From too much love of living,
From hope and fear set free,
We thank with brief thanksgiving
Whatever gods may be
That no life lives for ever;
That dead men rise up never;
That even the weariest river
Winds somewhere safe to sea.- the garden of proserpine
Grunge, photos by Michael Lavine + text from Thurston Moore. [via Bust, and the rest of the internet.]

Yes, I’m contributing to Wild Things hype! Whether or not the movie sucks or is overmarketed or whatever you want to argue about it, some great stuff in this Newsweek interview with Spike Jonze, Dave Eggers, and Maurice Sendak, largely getting at what I like about the concept of the movie to begin with (a film about childhood rather than a film for children), and what I like about the book itself. (See also: what I like about Roald Dahl.)

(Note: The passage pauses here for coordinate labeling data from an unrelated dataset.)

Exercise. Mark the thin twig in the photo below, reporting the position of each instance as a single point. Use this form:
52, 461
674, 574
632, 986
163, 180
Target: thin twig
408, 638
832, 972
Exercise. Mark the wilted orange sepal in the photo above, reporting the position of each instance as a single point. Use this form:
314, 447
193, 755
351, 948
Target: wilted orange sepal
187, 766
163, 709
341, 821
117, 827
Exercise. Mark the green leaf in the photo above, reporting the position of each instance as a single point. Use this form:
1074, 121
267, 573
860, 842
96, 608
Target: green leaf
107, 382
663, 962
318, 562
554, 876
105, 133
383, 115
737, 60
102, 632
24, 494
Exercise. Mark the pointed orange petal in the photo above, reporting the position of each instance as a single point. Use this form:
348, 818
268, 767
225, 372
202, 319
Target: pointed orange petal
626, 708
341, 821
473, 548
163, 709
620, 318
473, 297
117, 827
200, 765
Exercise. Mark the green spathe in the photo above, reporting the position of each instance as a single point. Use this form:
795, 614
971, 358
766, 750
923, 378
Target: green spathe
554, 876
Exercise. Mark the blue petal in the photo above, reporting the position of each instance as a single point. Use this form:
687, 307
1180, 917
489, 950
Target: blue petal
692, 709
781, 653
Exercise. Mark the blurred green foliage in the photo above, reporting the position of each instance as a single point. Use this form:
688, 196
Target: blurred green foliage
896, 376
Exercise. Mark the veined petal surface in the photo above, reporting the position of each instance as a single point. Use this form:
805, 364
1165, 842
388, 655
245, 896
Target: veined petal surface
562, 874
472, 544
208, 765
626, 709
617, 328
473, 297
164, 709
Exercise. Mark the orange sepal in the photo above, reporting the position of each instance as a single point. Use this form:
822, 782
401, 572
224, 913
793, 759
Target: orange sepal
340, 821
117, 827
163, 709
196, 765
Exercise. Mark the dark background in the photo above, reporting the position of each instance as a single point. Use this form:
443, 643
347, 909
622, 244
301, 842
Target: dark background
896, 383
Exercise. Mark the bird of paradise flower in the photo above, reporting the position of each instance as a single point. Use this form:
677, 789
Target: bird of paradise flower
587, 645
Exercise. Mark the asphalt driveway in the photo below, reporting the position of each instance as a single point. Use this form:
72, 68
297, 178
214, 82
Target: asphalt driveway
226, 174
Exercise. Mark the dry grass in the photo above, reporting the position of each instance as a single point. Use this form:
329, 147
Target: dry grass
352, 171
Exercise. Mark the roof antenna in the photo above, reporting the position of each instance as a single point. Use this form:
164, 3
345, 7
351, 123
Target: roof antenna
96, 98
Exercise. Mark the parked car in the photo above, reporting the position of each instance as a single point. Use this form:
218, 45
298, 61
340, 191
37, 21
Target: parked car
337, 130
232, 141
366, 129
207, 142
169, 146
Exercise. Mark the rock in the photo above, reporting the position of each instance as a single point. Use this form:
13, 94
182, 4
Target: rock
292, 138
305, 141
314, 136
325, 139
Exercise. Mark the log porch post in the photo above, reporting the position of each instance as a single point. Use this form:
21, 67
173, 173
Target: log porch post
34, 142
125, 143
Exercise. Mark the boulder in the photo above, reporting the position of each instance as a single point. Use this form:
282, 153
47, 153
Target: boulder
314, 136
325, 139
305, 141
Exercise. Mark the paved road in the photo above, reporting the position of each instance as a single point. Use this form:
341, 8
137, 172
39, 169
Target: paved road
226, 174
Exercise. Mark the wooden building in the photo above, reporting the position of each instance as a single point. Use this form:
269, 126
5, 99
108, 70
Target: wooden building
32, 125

Spike Jonze: …they thought I was making a children’s film and I thought I was making a film about childhood.
What do you say to parents who think the Wild Things film may be too scary?
Sendak: I would tell them to go to hell. That’s a question I will not tolerate.

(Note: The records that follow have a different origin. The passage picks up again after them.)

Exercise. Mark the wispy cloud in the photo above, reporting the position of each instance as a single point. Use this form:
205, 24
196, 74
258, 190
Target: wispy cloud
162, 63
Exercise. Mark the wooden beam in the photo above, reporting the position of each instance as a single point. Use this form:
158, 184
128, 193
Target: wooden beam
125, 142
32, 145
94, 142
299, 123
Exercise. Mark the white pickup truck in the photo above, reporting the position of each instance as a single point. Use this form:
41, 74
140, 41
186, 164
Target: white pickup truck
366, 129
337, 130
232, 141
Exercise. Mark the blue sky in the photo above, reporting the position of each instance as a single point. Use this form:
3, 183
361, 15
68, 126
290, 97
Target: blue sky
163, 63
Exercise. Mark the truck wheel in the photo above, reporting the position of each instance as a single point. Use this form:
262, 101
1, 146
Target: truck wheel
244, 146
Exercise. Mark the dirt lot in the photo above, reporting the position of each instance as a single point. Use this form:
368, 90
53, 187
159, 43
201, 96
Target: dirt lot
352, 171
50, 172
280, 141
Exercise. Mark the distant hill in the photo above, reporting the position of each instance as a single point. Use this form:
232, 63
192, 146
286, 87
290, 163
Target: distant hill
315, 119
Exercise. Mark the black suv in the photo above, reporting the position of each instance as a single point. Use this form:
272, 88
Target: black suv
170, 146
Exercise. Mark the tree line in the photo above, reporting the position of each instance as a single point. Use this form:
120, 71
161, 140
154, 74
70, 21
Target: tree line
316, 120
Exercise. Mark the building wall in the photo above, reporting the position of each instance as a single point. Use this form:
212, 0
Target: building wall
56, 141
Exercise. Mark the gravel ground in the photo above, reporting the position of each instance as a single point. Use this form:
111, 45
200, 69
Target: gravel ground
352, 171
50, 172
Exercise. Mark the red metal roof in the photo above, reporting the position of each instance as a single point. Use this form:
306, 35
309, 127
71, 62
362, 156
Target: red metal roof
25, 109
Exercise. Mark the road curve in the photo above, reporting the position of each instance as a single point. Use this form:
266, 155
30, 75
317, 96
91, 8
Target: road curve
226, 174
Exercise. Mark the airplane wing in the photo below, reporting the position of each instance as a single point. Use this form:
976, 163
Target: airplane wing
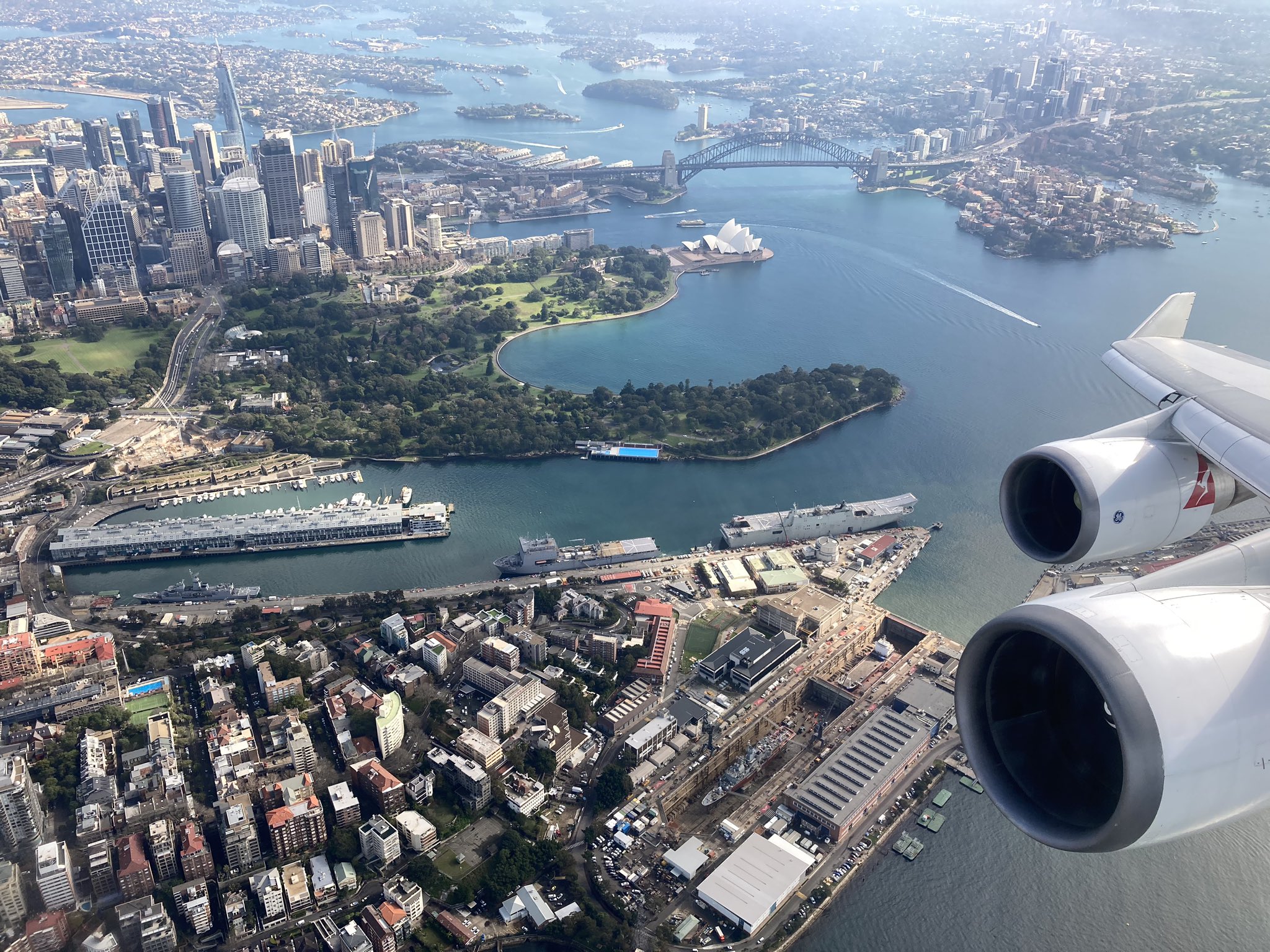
1222, 397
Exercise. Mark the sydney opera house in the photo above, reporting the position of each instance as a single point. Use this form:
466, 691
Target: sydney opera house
732, 245
732, 239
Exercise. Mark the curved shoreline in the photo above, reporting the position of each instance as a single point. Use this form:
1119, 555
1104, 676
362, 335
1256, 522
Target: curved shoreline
498, 351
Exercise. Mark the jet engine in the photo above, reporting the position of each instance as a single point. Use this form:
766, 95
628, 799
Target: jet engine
1110, 495
1113, 720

Because kids can handle it?
Sendak: If they can’t handle it, go home. Or wet your pants. Do whatever you like. But it’s not a question that can be answered.
Jonze: Dave, you want to field that one?
Eggers: The part about kids wetting their pants? Should kids wear diapers when they go to the movies? I think adults should wear diapers going to it, too. I think everyone should be prepared for any eventuality.
Sendak: I think you’re right. This concentration on kids being scared, as though we as adults can’t be scared. Of course we’re scared. I’m scared of watching a TV show about vampires. I can’t fall asleep. It never stops. We’re grown-ups; we know better, but we’re afraid.